Skin wound healing involves Notch/Jagged1 signaling. However, little is known how Jag1 expression level in epidermal stem cells (ESCs) contributes to wound healing and scar formation. We applied multiple cellular and molecular techniques to examine how Jag1 expression in ESCs modulates ESCs differentiation to myofibroblasts (MFB) in vitro, interpret how Jag1 expression in ESCs is involved in wound healing and scar formation in mice, and evaluate the effects of porcine acellular dermal matrix (ADM) treatment on wound healing and scar formation. We found that Jag1, Notch1 and Hes1 expression was up-regulated in the wound tissue during the period of wound healing. Furthermore, Jag1 expression level in the ESCs was positively associated with the level of differentiation to MFB. ESC-specific knockout of Jag1 delayed wound healing and promoted scar formation in vivo. In addition, we reported that porcine ADM treatment after skin incision could accelerate wound closure and reduce scar formation in vivo. This effect was associated with decreased expression of MFB markers, including α-SMA Col-1 and Col-III in wound tissues. Finally, we confirmed that porcine ADM treatment could increase Jag1, Notch1 and Hesl expression in wound tissues. Taken together, our results suggested that ESC-specific Jag1 expression levels are critical for wound healing and scar formation, and porcine ADM treatment would be beneficial in promoting wound healing and preventing scar formation by enhancing Notch/Jagged1 signaling pathway in ESCs.

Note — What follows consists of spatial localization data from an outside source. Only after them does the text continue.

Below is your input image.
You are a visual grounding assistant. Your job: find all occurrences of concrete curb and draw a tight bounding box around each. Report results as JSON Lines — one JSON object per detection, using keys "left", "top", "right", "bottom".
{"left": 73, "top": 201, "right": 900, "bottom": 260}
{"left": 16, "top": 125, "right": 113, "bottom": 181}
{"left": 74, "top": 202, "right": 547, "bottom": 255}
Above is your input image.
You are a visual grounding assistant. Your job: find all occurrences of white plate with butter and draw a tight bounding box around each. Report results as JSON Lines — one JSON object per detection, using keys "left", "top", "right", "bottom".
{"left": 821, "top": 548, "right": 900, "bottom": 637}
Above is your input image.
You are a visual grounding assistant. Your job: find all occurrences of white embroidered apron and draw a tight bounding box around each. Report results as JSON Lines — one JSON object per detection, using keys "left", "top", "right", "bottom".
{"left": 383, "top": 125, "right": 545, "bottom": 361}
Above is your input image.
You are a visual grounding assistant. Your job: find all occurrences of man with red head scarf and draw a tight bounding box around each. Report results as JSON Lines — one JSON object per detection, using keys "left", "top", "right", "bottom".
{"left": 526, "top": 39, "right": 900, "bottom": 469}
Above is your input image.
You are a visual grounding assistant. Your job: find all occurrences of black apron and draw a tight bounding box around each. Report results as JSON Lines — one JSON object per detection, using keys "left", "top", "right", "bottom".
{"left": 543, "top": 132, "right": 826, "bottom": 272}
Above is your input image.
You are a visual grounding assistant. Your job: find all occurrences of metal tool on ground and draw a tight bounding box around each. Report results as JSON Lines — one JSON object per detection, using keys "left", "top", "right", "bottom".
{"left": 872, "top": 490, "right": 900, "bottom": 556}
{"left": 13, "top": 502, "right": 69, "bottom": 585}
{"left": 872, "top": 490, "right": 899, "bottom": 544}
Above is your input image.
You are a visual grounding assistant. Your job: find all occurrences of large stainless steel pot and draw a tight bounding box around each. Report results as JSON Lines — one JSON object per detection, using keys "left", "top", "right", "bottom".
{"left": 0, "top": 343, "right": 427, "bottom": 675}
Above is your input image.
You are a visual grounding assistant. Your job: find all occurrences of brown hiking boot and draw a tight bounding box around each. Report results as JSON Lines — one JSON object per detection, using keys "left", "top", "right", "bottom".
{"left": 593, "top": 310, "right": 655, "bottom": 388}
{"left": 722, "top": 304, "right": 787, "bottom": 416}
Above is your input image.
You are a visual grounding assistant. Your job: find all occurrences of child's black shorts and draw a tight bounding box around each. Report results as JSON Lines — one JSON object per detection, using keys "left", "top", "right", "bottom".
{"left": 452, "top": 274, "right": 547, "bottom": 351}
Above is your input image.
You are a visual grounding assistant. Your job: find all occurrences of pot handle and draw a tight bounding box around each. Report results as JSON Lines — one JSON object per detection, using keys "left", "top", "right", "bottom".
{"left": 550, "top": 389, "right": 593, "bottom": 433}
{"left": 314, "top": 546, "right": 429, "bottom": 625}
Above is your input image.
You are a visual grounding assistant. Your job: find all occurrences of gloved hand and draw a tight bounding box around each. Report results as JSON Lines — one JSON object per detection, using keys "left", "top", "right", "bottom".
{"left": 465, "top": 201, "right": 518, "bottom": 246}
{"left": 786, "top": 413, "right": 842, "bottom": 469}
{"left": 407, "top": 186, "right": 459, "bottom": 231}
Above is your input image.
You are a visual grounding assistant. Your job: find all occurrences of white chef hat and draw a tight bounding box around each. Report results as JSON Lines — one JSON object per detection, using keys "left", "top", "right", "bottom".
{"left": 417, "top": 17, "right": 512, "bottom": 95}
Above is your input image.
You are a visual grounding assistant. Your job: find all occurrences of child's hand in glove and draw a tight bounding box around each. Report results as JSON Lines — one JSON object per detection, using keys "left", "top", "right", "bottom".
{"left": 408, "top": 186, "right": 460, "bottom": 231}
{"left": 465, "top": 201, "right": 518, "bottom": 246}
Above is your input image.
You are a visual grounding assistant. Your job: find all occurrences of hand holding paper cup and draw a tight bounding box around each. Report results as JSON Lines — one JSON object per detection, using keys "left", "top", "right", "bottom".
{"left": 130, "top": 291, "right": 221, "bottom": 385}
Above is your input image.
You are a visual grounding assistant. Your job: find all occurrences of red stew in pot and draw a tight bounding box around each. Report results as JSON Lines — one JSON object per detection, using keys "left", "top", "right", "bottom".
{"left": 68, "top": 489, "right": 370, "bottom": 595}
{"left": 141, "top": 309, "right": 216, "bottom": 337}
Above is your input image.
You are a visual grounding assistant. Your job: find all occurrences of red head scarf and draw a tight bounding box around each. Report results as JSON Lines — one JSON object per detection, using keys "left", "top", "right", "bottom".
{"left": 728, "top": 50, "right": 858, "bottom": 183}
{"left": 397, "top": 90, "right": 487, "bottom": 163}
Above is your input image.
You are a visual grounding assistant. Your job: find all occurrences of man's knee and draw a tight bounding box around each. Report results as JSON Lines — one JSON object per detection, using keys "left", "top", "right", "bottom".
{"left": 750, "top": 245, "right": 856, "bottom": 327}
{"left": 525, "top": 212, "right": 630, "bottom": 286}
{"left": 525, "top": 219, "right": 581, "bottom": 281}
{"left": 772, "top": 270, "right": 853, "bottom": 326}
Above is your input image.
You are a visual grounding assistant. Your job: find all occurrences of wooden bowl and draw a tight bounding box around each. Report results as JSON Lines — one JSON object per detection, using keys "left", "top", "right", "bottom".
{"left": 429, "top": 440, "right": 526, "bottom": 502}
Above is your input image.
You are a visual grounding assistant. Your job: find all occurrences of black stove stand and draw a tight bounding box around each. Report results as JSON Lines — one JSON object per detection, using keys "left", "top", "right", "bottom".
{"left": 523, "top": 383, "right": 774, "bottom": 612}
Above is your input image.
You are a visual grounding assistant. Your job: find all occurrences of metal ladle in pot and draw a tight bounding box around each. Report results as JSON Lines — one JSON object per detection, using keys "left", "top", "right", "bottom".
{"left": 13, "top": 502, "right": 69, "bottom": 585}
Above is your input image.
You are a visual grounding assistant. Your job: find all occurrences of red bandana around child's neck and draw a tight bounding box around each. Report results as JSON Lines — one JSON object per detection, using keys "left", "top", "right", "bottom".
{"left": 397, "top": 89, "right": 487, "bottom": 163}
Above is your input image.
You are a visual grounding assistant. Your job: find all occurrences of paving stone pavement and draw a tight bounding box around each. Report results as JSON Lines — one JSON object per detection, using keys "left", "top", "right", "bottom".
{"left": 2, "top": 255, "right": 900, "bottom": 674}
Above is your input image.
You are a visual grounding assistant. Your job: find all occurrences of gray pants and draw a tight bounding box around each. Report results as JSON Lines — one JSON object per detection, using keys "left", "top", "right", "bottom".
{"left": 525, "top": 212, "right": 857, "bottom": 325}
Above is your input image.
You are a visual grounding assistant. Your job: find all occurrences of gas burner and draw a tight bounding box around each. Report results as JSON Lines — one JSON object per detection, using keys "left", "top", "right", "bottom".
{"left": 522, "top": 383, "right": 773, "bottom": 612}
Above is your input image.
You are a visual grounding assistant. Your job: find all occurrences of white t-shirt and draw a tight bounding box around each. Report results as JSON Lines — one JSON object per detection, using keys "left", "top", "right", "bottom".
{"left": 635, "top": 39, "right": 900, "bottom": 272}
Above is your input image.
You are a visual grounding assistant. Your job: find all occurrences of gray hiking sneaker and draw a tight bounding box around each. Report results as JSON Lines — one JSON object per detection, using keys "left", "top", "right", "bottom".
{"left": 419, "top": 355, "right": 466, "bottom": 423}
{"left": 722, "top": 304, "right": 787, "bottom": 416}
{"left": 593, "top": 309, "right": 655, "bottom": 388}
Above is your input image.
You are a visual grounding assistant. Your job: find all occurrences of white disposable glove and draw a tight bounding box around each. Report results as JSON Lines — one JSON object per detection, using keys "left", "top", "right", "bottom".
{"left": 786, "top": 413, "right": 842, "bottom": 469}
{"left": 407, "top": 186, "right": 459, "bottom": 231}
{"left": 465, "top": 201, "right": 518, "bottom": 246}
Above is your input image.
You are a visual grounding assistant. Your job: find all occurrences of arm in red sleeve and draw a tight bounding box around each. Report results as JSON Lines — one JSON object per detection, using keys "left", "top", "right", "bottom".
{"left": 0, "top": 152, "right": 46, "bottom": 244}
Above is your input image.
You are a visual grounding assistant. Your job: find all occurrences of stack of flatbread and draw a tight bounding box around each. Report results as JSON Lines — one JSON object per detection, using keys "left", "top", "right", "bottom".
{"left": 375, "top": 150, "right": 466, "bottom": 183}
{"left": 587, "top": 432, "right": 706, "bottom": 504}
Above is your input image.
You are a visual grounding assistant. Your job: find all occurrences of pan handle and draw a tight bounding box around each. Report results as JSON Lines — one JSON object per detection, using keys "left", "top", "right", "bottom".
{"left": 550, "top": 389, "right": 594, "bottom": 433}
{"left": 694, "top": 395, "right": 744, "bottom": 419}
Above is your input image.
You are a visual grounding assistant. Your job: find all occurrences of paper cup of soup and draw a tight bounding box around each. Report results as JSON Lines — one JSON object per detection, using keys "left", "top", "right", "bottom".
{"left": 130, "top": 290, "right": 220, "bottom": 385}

皮肤伤口愈合涉及Notch / Jagged1信号传导。然而，鲜为人知的是表皮干细胞（ESC）中Jag1表达水平如何促进伤口愈合和疤痕形成。我们应用了多种细胞和分子技术，研究了ESC中Jag1表达如何在体外调节ESC向成肌纤维细胞（MFB）的分化，解释ESC中Jag1表达如何与小鼠伤口愈合和瘢痕形成有关，并评估猪脱细胞真皮基质（ADM）处理对伤口愈合和瘢痕形成的影响。我们发现在伤口愈合期间，Jag1，Notch1和Hes1表达在伤口组织中上调。此外，ESC中Jag1表达水平与向MFB分化的水平呈正相关。Jag1的ESC特异性敲除可延迟伤口愈合并促进体内疤痕形成。此外，我们报道了皮肤切口后的猪ADM处理可加速伤口闭合并减少体内疤痕形成。该作用与伤口组织中MFB标志物（包括α-SMACol-1和Col-III）的表达降低有关。最后，我们证实了猪ADM处理可以增加伤口组织中Jag1，Notch1和Hesl的表达。综上所述，我们的结果表明，ESC特异的Jag1表达水平对于伤口愈合和瘢痕形成至关重要，而猪ADM处理将通过增强ESC中的Notch / Jagged1信号通路来促进伤口愈合和防止瘢痕形成。